Bei geöffneten Fenstern schallt es über den Bolzplatz an der Markolfhalle hinweg. Das Musikhaus in Markelfingen ist wieder belebt. Allerdings weniger vom heimischen Musikverein als vielmehr von den Schülern der hauseigenen Musikschule. Unter der Einhaltung von Hygiene-Regeln ist seit wenigen Tagen ein Präsenz-Unterricht möglich. Damit die Abstands- und Hygieneregeln gewahrt bleiben, betreten die Musikschüler mit einer Aufforderung zur Desinfektion den Unterrichtsraum am Haupteingang. Nach dem Unterricht verlassen sie ihn durch eine separate Tür am anderen Ende des Raumes.
Stückchenweise erlebt das Dorf die Rückkehr der Blasmusik. Nach der Lockerung der Corona-Verordnungen im Land sind auch Proben von Orchestern in kleinen Gruppen wieder möglich. Der Vorstand des Musikvereins möchte zeitnah die praktische Umsetzung des Muster-Hygiene-Konzepts seines Bundesverbandes erörtern und bereits bis Mitte Juli mehrere Registerproben ermöglichen.
Musikverein ist krisenerprobt
Und über den Markelfinger Wiesen breitet sich nicht nur ein musikalischer Klangteppich aus. In der Luft schwebt außerdem ein Hauch von Optimismus gepaart mit etwas Gelassenheit. Obwohl das traditionelle „Erste-Mai-Wecken“ sowie das Bachfest des Musikvereins der Corona-Krise zum Opfer fielen, erscheinen die Vereinsvorsitzende Tobias Rauser und Linus Repnik in Zeiten der Corona- Pandemie entspannt. Denn bereits vor mehr als zwei Jahren brannte die Markolfhalle aus. Das Fehlen der Halle als Stammkonzerthaus brachte den Verein in Nöte. Er musste eine schwere Krise überwinden und scheint daher im Management von Krisen erprobt. Nun stemmt er sich gegen die potentielle Gefahr, dass sich manch Musiker an den dreimonatigen Lockdown gewöhnt haben und den Verein verlassen könnte. Angesichts der nahenden Sommerferien dränge die Zeit für Registerproben, so Tobias Rauser. Nach den Ferien wolle der Musikverein für das Weihnachtskonzert proben.

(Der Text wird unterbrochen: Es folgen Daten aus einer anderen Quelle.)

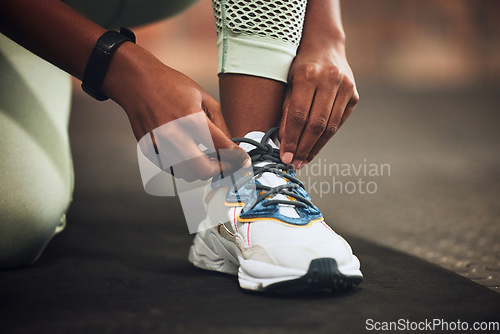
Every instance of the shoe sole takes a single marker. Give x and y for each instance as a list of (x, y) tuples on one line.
[(323, 274)]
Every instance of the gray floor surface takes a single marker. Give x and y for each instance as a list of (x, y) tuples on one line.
[(438, 197)]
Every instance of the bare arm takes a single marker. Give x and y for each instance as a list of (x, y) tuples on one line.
[(321, 91), (151, 93)]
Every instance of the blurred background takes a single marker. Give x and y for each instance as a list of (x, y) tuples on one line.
[(428, 73)]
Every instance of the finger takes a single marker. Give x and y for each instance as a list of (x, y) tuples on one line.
[(213, 111), (339, 106), (232, 157), (350, 107), (302, 94), (284, 114), (317, 123), (179, 150)]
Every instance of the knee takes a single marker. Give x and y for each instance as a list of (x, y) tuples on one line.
[(25, 234)]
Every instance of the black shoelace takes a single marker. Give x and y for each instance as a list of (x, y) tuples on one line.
[(264, 152)]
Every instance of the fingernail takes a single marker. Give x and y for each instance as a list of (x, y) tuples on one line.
[(287, 158), (297, 164), (248, 163)]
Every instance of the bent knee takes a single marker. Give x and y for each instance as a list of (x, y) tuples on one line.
[(23, 237)]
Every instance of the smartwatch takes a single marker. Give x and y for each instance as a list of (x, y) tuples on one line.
[(100, 58)]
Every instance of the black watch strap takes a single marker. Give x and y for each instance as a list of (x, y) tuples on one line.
[(100, 58)]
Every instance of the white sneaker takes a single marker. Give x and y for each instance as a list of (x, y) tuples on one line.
[(279, 241)]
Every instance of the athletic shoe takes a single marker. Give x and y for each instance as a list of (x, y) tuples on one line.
[(276, 240)]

Neue Mitglieder dank Corona
Aber die Corona-Pandemie brachte auch zwei ungewöhnliche Vorteile mit sich. „Es gibt hier wieder extrem viele junge Menschen von 18 bis 30 Jahren im Dorf. Es ist ein kunterbuntes Treiben“, beobachtet Linus Repnik. Sie seien beim Studieren oder auf Weltreise gewesen und zurückgekehrt. Sie hätten entdeckt, wie schön das Dorf sei. Für den zweiten Vorsitzenden war das die Gelegenheit, für den Verein neue Musiker zu rekrutieren. Bisher signalisierten zwei Heimkehrer einen potentiellen Eintritt in den Verein.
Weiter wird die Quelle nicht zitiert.